Can someone help with this probability question please?
Let $X_i$ be the time that it takes Adrian to go to school on the $i$-th day of the week, for $i=1,2,3,4,5$. Then, the total weekly journey time $X$ of Adrian can be expressed as $$X=X_1+X_2+X_3+X_4+X_5$$ Due to linearity of expectation $$E[X]=E[X_1]+E[X_2]+E[X_3]+E[X_4]+E[X_5]=20+\ldots+20=5\cdot20=100$$ Due to independence of journey times $$\begin{align*}Var(X)&=Var(X_1)+Var(X_2)+Var(X_3)+Var(X_4)+Var(X_5)=\\&=5^2+\ldots+5^2=5\cdot5^2=125\end{align*}$$ where $Var(X)$ denotes the variance of $X$. The standard deviation is the (positive) root of the variance $$σ_X=\sqrt{Var(X)}=\sqrt{125}$$ (Note that independence is necessary to use this formula for the variance but is not needed to use the formula for the expectation).

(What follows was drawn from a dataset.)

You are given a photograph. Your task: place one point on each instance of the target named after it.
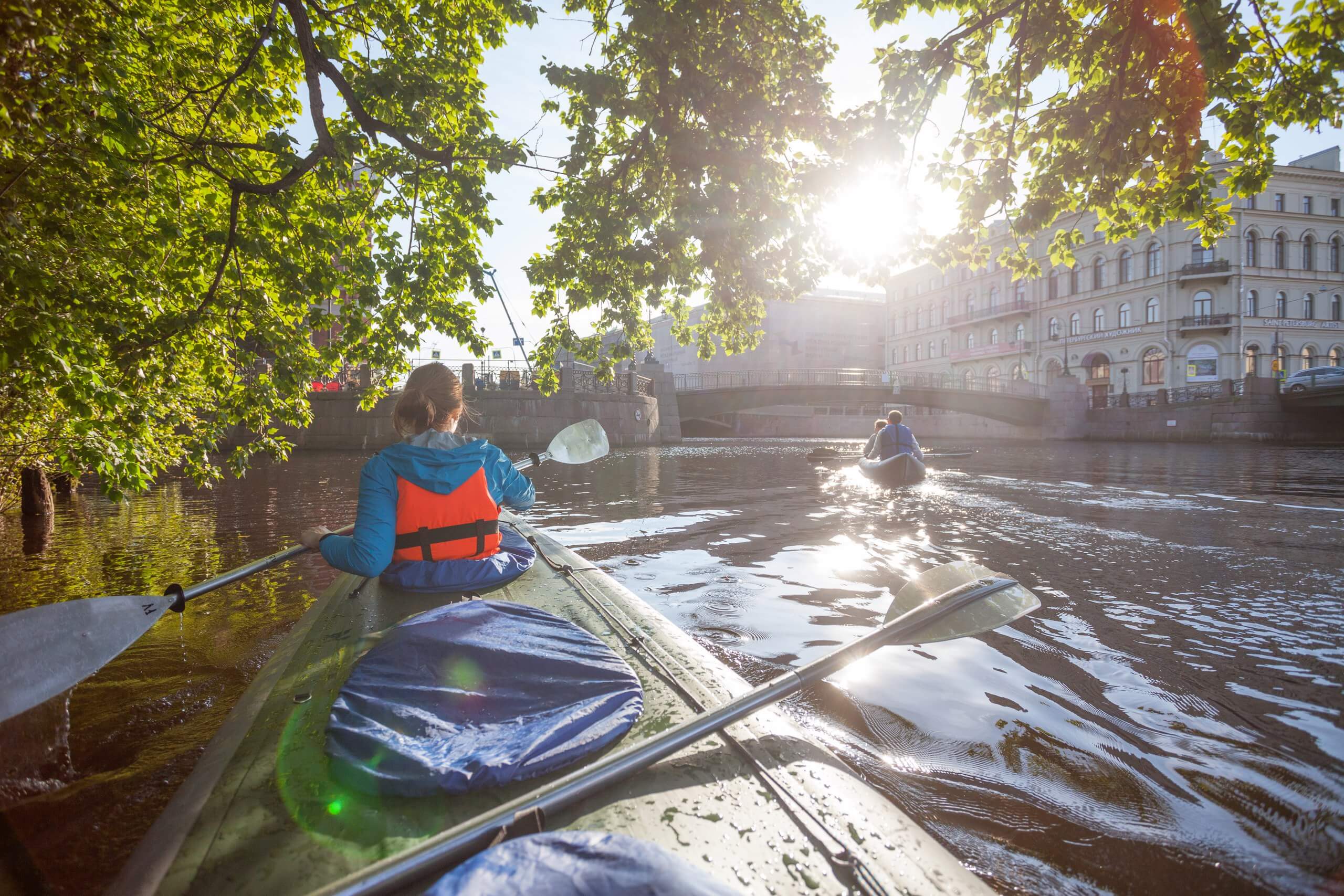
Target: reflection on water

Similarly let $Y_i$ be the time that it takes Pamela to go to school on the $i$-th day of the week, for $i=1,2,3,4,5$. Then, the total weekly journey time $Y$ of Pamela can be expressed as $$Y=Y_1+Y_2+Y_3+Y_4+Y_5$$ and as above $$E[X]=E[Y_1]+E[Y_2]+E[Y_3]+E[Y_4]+E[Y_5]=5\cdot30=150$$ and $$Var(Y)=Var(Y_1)+Var(Y_2)+Var(Y_3)+Var(Y_4)+Var(Y_5)=5\cdot2^2=20$$ and therefore $$σ_Y=\sqrt{Var(Y)}=\sqrt{20}$$
Now that you have the expected times and standard deviations of the individual total journey times $X$ of Adrian and $Y$ of Pamela, you can proceed to answer the actual question of the exercise which is to calculate the expected value and the standard deviation of their difference $X-Y$, i.e. $$E[X-Y] \quad \text{ and } \quad σ_{X-Y}=\sqrt{Var(X-Y)}$$ (note that the choice $X-Y$ instead of $Y-X$ is not specified in the exercise. So if you take $Y-X$ the sign of the expectation will be exactly the opposite but the variance will be the same.) Now, using the properties of the expectation and the variance for independent random variables you obtain as above that $$E[X-Y]=E[X]-E[Y]=100-150=-50$$ and $$Var(X-Y)=Var(X)\color{blue}{+}Var(Y)=125+20=145$$ and therefore $$σ_{X-Y}=\sqrt{145}$$ (note that the "-" becomes a "+" when calculating the variance!)